Renaissance is a triumphant record made for the dance floors. In it, we are reminded why Beyonce reigned supreme atop the pop music pantheon. She channeled the black queer trailblazers of club music in the album, communicating the communal nature and connectivity of parties. Romantic, liberating, and compelling, Renaissance is reminiscent of sweaty nights under the dim club lights—an attestation to the power of music.

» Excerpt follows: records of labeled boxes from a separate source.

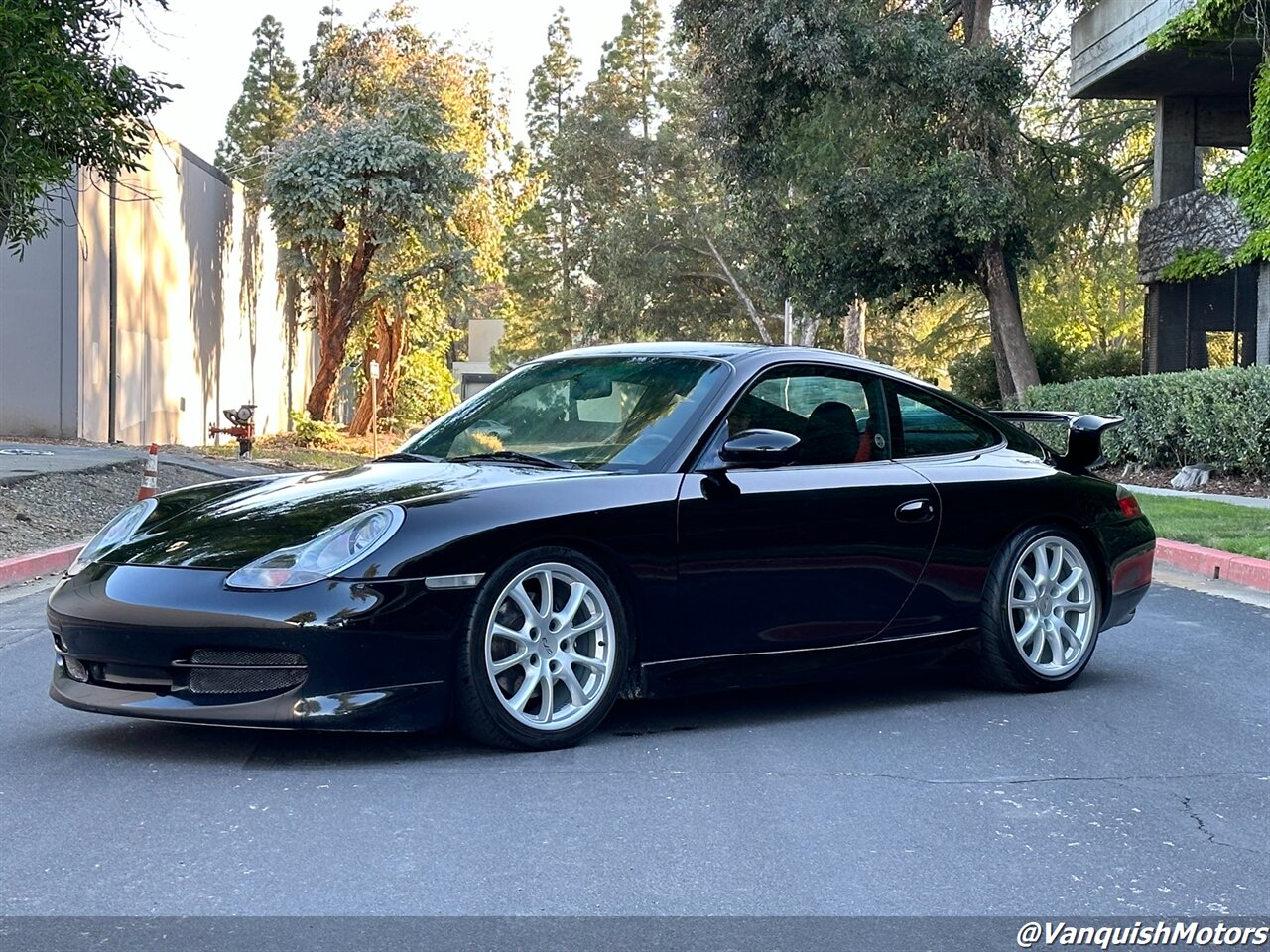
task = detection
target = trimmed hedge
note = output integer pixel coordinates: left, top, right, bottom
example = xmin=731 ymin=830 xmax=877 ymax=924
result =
xmin=1022 ymin=367 xmax=1270 ymax=476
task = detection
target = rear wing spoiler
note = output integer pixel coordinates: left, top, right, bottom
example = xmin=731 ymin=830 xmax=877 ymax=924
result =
xmin=990 ymin=410 xmax=1124 ymax=471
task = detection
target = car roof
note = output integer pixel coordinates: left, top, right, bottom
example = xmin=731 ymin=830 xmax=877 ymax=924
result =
xmin=540 ymin=340 xmax=934 ymax=387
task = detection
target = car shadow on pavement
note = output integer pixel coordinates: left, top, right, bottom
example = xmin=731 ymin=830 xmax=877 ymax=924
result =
xmin=46 ymin=665 xmax=1119 ymax=771
xmin=40 ymin=666 xmax=980 ymax=770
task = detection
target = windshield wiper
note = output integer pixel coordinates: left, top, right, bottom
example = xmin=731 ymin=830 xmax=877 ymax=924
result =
xmin=371 ymin=453 xmax=442 ymax=463
xmin=449 ymin=449 xmax=581 ymax=470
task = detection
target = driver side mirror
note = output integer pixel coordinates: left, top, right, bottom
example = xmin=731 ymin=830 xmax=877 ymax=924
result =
xmin=718 ymin=430 xmax=799 ymax=467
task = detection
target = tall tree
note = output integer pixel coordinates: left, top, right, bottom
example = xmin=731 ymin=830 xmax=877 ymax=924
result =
xmin=0 ymin=0 xmax=173 ymax=253
xmin=677 ymin=0 xmax=1137 ymax=394
xmin=266 ymin=5 xmax=476 ymax=418
xmin=216 ymin=14 xmax=300 ymax=198
xmin=503 ymin=8 xmax=581 ymax=355
xmin=502 ymin=0 xmax=774 ymax=361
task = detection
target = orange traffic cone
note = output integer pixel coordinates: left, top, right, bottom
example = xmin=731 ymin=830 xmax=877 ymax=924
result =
xmin=137 ymin=443 xmax=159 ymax=499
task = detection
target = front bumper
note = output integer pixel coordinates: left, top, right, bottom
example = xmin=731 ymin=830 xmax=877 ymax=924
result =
xmin=49 ymin=566 xmax=475 ymax=730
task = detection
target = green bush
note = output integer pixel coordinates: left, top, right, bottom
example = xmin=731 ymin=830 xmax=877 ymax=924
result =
xmin=949 ymin=337 xmax=1142 ymax=407
xmin=394 ymin=350 xmax=456 ymax=426
xmin=1022 ymin=367 xmax=1270 ymax=476
xmin=291 ymin=410 xmax=340 ymax=449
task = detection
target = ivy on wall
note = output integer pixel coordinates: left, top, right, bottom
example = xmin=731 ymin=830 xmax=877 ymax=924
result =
xmin=1148 ymin=0 xmax=1270 ymax=281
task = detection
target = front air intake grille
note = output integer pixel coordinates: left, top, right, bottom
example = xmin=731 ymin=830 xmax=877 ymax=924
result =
xmin=190 ymin=648 xmax=305 ymax=667
xmin=190 ymin=667 xmax=305 ymax=694
xmin=176 ymin=648 xmax=309 ymax=694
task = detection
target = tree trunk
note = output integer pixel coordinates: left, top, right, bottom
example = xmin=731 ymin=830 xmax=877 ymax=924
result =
xmin=842 ymin=300 xmax=869 ymax=357
xmin=348 ymin=307 xmax=409 ymax=436
xmin=979 ymin=241 xmax=1040 ymax=401
xmin=961 ymin=0 xmax=992 ymax=46
xmin=305 ymin=334 xmax=348 ymax=420
xmin=305 ymin=236 xmax=377 ymax=420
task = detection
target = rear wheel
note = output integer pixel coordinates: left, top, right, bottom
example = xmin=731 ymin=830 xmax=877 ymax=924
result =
xmin=458 ymin=548 xmax=630 ymax=750
xmin=980 ymin=527 xmax=1102 ymax=690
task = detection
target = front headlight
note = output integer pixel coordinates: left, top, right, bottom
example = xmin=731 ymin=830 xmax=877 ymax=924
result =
xmin=66 ymin=496 xmax=159 ymax=575
xmin=225 ymin=505 xmax=405 ymax=589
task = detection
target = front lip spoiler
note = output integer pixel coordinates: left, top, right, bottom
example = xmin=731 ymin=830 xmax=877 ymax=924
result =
xmin=49 ymin=665 xmax=448 ymax=731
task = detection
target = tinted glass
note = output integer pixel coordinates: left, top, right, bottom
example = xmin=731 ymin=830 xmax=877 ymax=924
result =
xmin=727 ymin=367 xmax=885 ymax=466
xmin=893 ymin=384 xmax=1001 ymax=459
xmin=401 ymin=355 xmax=727 ymax=470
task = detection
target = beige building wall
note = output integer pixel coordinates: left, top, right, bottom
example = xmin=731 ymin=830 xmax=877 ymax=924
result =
xmin=78 ymin=137 xmax=317 ymax=445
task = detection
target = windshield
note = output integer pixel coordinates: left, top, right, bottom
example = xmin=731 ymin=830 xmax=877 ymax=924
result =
xmin=401 ymin=354 xmax=727 ymax=470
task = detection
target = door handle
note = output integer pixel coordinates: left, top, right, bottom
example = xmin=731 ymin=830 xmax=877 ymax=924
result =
xmin=895 ymin=499 xmax=935 ymax=522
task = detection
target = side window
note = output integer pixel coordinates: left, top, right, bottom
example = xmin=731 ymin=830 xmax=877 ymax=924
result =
xmin=727 ymin=367 xmax=886 ymax=466
xmin=889 ymin=384 xmax=1001 ymax=459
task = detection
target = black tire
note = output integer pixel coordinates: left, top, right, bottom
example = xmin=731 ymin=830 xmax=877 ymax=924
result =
xmin=979 ymin=526 xmax=1102 ymax=692
xmin=456 ymin=547 xmax=632 ymax=750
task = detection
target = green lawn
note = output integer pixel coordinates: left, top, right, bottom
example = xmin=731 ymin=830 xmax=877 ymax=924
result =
xmin=1137 ymin=493 xmax=1270 ymax=558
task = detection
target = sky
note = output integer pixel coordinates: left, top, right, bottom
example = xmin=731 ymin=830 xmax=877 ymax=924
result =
xmin=117 ymin=0 xmax=675 ymax=162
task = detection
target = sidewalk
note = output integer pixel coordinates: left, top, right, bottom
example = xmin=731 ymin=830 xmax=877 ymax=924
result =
xmin=1124 ymin=482 xmax=1270 ymax=509
xmin=0 ymin=439 xmax=270 ymax=486
xmin=0 ymin=440 xmax=278 ymax=588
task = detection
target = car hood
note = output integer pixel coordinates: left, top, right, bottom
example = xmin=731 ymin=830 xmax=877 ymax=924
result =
xmin=100 ymin=462 xmax=588 ymax=571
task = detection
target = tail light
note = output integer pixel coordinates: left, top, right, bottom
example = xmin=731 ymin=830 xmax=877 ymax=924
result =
xmin=1115 ymin=486 xmax=1142 ymax=520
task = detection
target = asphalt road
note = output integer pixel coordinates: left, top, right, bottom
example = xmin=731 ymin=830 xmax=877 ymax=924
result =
xmin=0 ymin=586 xmax=1270 ymax=917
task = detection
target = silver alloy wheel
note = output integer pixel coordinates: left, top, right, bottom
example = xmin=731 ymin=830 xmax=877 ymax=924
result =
xmin=1010 ymin=536 xmax=1097 ymax=678
xmin=485 ymin=562 xmax=616 ymax=731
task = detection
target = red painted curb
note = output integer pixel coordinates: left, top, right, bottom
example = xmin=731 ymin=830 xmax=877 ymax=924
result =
xmin=1156 ymin=539 xmax=1270 ymax=591
xmin=0 ymin=542 xmax=83 ymax=586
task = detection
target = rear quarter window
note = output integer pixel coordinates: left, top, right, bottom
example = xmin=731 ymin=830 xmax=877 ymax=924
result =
xmin=890 ymin=384 xmax=1001 ymax=459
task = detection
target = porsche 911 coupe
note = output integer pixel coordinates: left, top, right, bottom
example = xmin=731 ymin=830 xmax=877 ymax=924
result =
xmin=49 ymin=344 xmax=1155 ymax=749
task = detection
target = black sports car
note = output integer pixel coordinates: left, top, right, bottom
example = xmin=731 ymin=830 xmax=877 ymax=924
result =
xmin=49 ymin=344 xmax=1155 ymax=748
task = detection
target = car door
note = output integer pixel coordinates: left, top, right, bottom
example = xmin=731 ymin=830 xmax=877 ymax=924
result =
xmin=679 ymin=364 xmax=939 ymax=657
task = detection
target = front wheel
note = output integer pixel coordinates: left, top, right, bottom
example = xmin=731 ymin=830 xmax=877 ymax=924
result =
xmin=980 ymin=527 xmax=1102 ymax=690
xmin=458 ymin=548 xmax=630 ymax=750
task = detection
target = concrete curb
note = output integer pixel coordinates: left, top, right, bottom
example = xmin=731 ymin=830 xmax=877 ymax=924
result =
xmin=1156 ymin=539 xmax=1270 ymax=591
xmin=0 ymin=542 xmax=83 ymax=588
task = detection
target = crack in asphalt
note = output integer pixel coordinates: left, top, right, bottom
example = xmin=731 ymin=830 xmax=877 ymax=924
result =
xmin=1174 ymin=793 xmax=1267 ymax=856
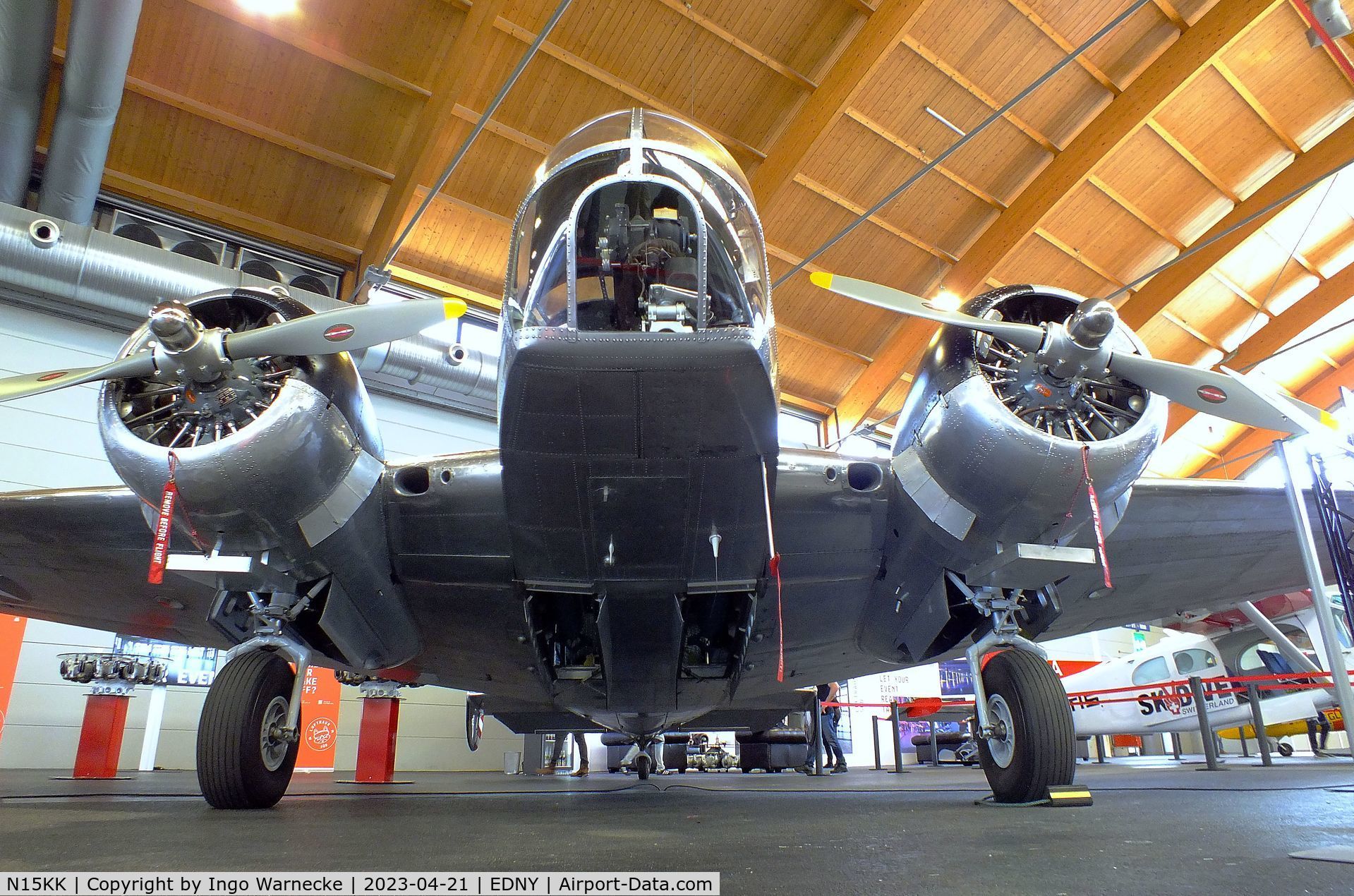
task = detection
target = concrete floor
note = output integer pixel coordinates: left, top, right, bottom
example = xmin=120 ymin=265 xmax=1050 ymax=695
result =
xmin=0 ymin=759 xmax=1354 ymax=896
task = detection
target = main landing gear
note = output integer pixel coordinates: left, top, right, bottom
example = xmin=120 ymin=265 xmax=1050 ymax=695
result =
xmin=198 ymin=593 xmax=310 ymax=809
xmin=965 ymin=589 xmax=1077 ymax=803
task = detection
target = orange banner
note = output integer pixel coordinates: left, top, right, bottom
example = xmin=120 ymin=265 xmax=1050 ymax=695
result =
xmin=296 ymin=666 xmax=343 ymax=772
xmin=0 ymin=616 xmax=28 ymax=735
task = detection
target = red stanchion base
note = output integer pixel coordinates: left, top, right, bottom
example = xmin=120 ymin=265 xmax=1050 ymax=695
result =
xmin=73 ymin=694 xmax=131 ymax=778
xmin=355 ymin=697 xmax=399 ymax=784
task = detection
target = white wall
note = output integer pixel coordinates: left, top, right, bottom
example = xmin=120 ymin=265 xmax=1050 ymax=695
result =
xmin=0 ymin=303 xmax=521 ymax=770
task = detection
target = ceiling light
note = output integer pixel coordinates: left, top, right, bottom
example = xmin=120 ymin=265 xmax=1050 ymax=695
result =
xmin=236 ymin=0 xmax=299 ymax=19
xmin=922 ymin=106 xmax=965 ymax=137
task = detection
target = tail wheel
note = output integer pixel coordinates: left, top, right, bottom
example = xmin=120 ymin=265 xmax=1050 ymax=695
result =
xmin=198 ymin=650 xmax=298 ymax=809
xmin=977 ymin=650 xmax=1077 ymax=803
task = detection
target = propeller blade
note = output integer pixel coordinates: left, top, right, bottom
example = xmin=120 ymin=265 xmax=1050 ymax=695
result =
xmin=226 ymin=299 xmax=466 ymax=358
xmin=0 ymin=352 xmax=156 ymax=402
xmin=809 ymin=271 xmax=1044 ymax=352
xmin=1109 ymin=352 xmax=1336 ymax=433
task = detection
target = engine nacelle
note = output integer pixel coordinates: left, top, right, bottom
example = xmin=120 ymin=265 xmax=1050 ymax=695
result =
xmin=859 ymin=286 xmax=1166 ymax=662
xmin=99 ymin=289 xmax=418 ymax=669
xmin=894 ymin=286 xmax=1167 ymax=555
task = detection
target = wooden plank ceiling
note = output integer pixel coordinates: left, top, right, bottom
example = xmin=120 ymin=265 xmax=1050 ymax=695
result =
xmin=29 ymin=0 xmax=1354 ymax=463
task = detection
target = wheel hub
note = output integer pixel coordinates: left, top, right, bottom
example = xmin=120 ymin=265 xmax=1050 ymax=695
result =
xmin=987 ymin=694 xmax=1015 ymax=769
xmin=259 ymin=696 xmax=291 ymax=772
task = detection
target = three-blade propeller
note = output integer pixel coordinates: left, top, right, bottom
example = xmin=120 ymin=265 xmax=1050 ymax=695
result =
xmin=810 ymin=271 xmax=1336 ymax=435
xmin=0 ymin=299 xmax=466 ymax=402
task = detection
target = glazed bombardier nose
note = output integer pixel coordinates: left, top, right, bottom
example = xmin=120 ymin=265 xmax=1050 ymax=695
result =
xmin=150 ymin=302 xmax=200 ymax=352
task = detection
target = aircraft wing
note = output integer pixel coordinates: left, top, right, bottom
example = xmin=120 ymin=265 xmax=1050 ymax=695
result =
xmin=1045 ymin=479 xmax=1354 ymax=638
xmin=0 ymin=452 xmax=545 ymax=700
xmin=0 ymin=489 xmax=230 ymax=647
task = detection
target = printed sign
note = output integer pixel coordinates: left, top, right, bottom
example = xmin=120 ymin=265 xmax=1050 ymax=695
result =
xmin=0 ymin=616 xmax=28 ymax=735
xmin=296 ymin=666 xmax=343 ymax=772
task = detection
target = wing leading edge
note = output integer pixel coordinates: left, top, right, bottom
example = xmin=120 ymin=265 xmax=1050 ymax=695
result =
xmin=1048 ymin=479 xmax=1354 ymax=638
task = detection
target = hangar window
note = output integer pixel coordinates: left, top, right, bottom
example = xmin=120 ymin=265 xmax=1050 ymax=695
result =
xmin=778 ymin=410 xmax=822 ymax=448
xmin=1133 ymin=656 xmax=1171 ymax=685
xmin=1175 ymin=647 xmax=1217 ymax=675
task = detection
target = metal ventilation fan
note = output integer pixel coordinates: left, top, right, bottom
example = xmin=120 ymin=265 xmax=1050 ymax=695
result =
xmin=978 ymin=313 xmax=1147 ymax=441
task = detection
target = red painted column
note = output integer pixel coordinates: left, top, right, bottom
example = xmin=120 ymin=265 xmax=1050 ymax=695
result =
xmin=75 ymin=694 xmax=131 ymax=778
xmin=356 ymin=697 xmax=399 ymax=784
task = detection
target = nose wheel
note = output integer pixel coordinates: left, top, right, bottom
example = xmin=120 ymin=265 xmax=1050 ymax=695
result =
xmin=975 ymin=648 xmax=1077 ymax=803
xmin=635 ymin=750 xmax=654 ymax=781
xmin=198 ymin=650 xmax=299 ymax=809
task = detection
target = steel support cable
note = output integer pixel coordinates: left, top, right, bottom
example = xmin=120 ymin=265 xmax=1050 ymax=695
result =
xmin=772 ymin=0 xmax=1152 ymax=287
xmin=349 ymin=0 xmax=573 ymax=301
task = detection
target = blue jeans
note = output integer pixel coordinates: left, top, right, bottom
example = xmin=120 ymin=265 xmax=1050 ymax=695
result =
xmin=806 ymin=712 xmax=846 ymax=766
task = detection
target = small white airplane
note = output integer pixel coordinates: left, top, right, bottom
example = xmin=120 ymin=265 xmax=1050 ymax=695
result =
xmin=1061 ymin=595 xmax=1350 ymax=737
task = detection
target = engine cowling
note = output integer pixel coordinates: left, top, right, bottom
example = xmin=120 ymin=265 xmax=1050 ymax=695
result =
xmin=99 ymin=289 xmax=418 ymax=669
xmin=894 ymin=286 xmax=1167 ymax=554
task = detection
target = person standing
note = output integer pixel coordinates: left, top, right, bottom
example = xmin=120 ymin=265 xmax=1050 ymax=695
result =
xmin=799 ymin=681 xmax=847 ymax=774
xmin=543 ymin=731 xmax=588 ymax=778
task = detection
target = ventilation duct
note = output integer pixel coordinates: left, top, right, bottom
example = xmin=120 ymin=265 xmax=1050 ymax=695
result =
xmin=0 ymin=0 xmax=56 ymax=206
xmin=0 ymin=206 xmax=497 ymax=404
xmin=37 ymin=0 xmax=141 ymax=224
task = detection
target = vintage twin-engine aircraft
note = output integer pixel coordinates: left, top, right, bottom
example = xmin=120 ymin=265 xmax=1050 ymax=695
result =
xmin=0 ymin=109 xmax=1343 ymax=808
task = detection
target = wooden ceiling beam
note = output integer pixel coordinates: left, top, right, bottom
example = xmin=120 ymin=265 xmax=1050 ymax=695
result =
xmin=1213 ymin=59 xmax=1302 ymax=156
xmin=657 ymin=0 xmax=818 ymax=91
xmin=451 ymin=103 xmax=552 ymax=156
xmin=52 ymin=47 xmax=394 ymax=183
xmin=359 ymin=0 xmax=507 ymax=276
xmin=188 ymin=0 xmax=430 ymax=97
xmin=490 ymin=16 xmax=766 ymax=159
xmin=1086 ymin=174 xmax=1185 ymax=249
xmin=1006 ymin=0 xmax=1124 ymax=96
xmin=845 ymin=108 xmax=1006 ymax=211
xmin=1147 ymin=118 xmax=1242 ymax=206
xmin=842 ymin=0 xmax=884 ymax=15
xmin=1120 ymin=114 xmax=1354 ymax=329
xmin=903 ymin=34 xmax=1061 ymax=155
xmin=390 ymin=264 xmax=502 ymax=311
xmin=1192 ymin=360 xmax=1354 ymax=479
xmin=1152 ymin=0 xmax=1189 ymax=34
xmin=1034 ymin=227 xmax=1124 ymax=290
xmin=837 ymin=0 xmax=1278 ymax=430
xmin=751 ymin=0 xmax=928 ymax=208
xmin=776 ymin=322 xmax=872 ymax=364
xmin=99 ymin=166 xmax=358 ymax=264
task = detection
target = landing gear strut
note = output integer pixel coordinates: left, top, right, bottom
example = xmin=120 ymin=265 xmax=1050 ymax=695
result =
xmin=965 ymin=589 xmax=1077 ymax=803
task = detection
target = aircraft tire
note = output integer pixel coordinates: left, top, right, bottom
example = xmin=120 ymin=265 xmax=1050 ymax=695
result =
xmin=975 ymin=650 xmax=1077 ymax=803
xmin=198 ymin=650 xmax=299 ymax=809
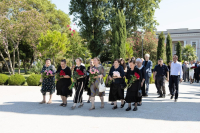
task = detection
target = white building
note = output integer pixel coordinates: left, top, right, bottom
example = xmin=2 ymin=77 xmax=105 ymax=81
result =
xmin=156 ymin=28 xmax=200 ymax=59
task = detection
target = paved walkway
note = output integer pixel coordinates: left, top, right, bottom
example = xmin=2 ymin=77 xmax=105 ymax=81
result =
xmin=0 ymin=83 xmax=200 ymax=133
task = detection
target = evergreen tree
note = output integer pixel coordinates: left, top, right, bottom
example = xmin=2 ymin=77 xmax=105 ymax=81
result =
xmin=166 ymin=33 xmax=172 ymax=63
xmin=176 ymin=41 xmax=182 ymax=62
xmin=112 ymin=10 xmax=127 ymax=59
xmin=157 ymin=32 xmax=165 ymax=60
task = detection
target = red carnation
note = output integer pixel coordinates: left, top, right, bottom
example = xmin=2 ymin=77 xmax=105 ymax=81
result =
xmin=76 ymin=70 xmax=84 ymax=76
xmin=135 ymin=73 xmax=140 ymax=79
xmin=60 ymin=70 xmax=65 ymax=76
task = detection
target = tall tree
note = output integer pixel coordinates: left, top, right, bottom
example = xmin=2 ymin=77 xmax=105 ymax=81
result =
xmin=176 ymin=41 xmax=182 ymax=62
xmin=37 ymin=30 xmax=69 ymax=65
xmin=182 ymin=44 xmax=197 ymax=61
xmin=70 ymin=0 xmax=110 ymax=57
xmin=112 ymin=10 xmax=127 ymax=59
xmin=0 ymin=0 xmax=49 ymax=74
xmin=157 ymin=32 xmax=165 ymax=60
xmin=166 ymin=33 xmax=172 ymax=63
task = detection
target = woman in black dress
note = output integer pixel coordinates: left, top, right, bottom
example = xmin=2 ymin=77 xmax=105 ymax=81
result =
xmin=136 ymin=58 xmax=146 ymax=106
xmin=71 ymin=58 xmax=86 ymax=109
xmin=56 ymin=59 xmax=72 ymax=107
xmin=109 ymin=59 xmax=125 ymax=109
xmin=40 ymin=59 xmax=56 ymax=104
xmin=125 ymin=59 xmax=142 ymax=111
xmin=85 ymin=59 xmax=94 ymax=103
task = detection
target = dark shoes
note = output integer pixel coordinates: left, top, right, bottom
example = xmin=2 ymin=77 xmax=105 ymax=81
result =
xmin=133 ymin=107 xmax=137 ymax=111
xmin=126 ymin=107 xmax=131 ymax=111
xmin=121 ymin=101 xmax=126 ymax=108
xmin=112 ymin=105 xmax=117 ymax=110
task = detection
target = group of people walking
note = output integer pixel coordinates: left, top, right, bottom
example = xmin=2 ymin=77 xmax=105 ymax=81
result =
xmin=40 ymin=54 xmax=186 ymax=111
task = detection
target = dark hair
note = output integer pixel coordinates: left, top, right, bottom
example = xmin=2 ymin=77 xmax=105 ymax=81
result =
xmin=120 ymin=58 xmax=126 ymax=70
xmin=93 ymin=57 xmax=101 ymax=64
xmin=61 ymin=59 xmax=66 ymax=64
xmin=129 ymin=59 xmax=135 ymax=64
xmin=45 ymin=58 xmax=51 ymax=61
xmin=131 ymin=57 xmax=135 ymax=60
xmin=114 ymin=59 xmax=120 ymax=64
xmin=76 ymin=57 xmax=83 ymax=63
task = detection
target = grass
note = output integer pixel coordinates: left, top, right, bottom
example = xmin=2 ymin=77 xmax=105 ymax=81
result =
xmin=0 ymin=68 xmax=31 ymax=86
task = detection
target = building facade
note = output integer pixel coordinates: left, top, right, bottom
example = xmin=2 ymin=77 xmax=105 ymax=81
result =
xmin=156 ymin=28 xmax=200 ymax=60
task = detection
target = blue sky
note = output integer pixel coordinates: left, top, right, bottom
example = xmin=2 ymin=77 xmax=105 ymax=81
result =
xmin=52 ymin=0 xmax=200 ymax=31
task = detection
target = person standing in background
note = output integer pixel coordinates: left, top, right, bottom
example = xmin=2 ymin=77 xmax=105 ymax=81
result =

SOUL GLO, Diaspora Problems
Hardcore is having its moment lately, as evidenced by notable releases and acts such as Turnstile's genre-transcending Glow On or SPEED's incendiary embrace of identity. In Diaspora Problems, SOUL GLO voices their rage and disdain for systemic issues that plague their society with raw energy. While vocalist Jordan Pierce faces his own suicidal tendencies, he also confronts the band's success as a very real thing that might threaten the band. The album reeks of urgency, an unending barrage of aggression, yet it's not without humor. At times it's vulnerable, at other times braggadocious, Diaspora Problems' complexity is a testament to SOUL GLO's position as one of the most exciting torchbearers of hardcore.
NewJeans, New Jeans
An apt description of NewJeans is a fresh breath of air in the Korean music scene. While their elders and contemporaries of the same industry lean more towards maximalist pop productions, NewJeans' R&B, club, hip-hop, and Y2K influences shine in their debut EP. Equally impressive is their very young age, which may signal a long and game-changing career in a sea of tried-and-tested formulaic releases.
Kendrick Lamar, Mr. Morale & The Big Steppers
Donning a diamond-encrusted crown of thorns with a gun tucked behind his waist, Kendrick Lamar is surrounded by family in Mr. Morale & The Big Steppers' cover. What we see is Kendrick Lamar, the man—not the deified figure of hip-hop many regarded him as. He's looking inwards at generational pains, normative teachings, and his own shortcomings which sometimes put him in an unflattering light. By his own admission, he never tried to be something that he's not. Amidst the abundance of confessional records by musicians and bands across various genres, Kendrick Lamar's perceptive storytelling remains idiosyncratically compelling.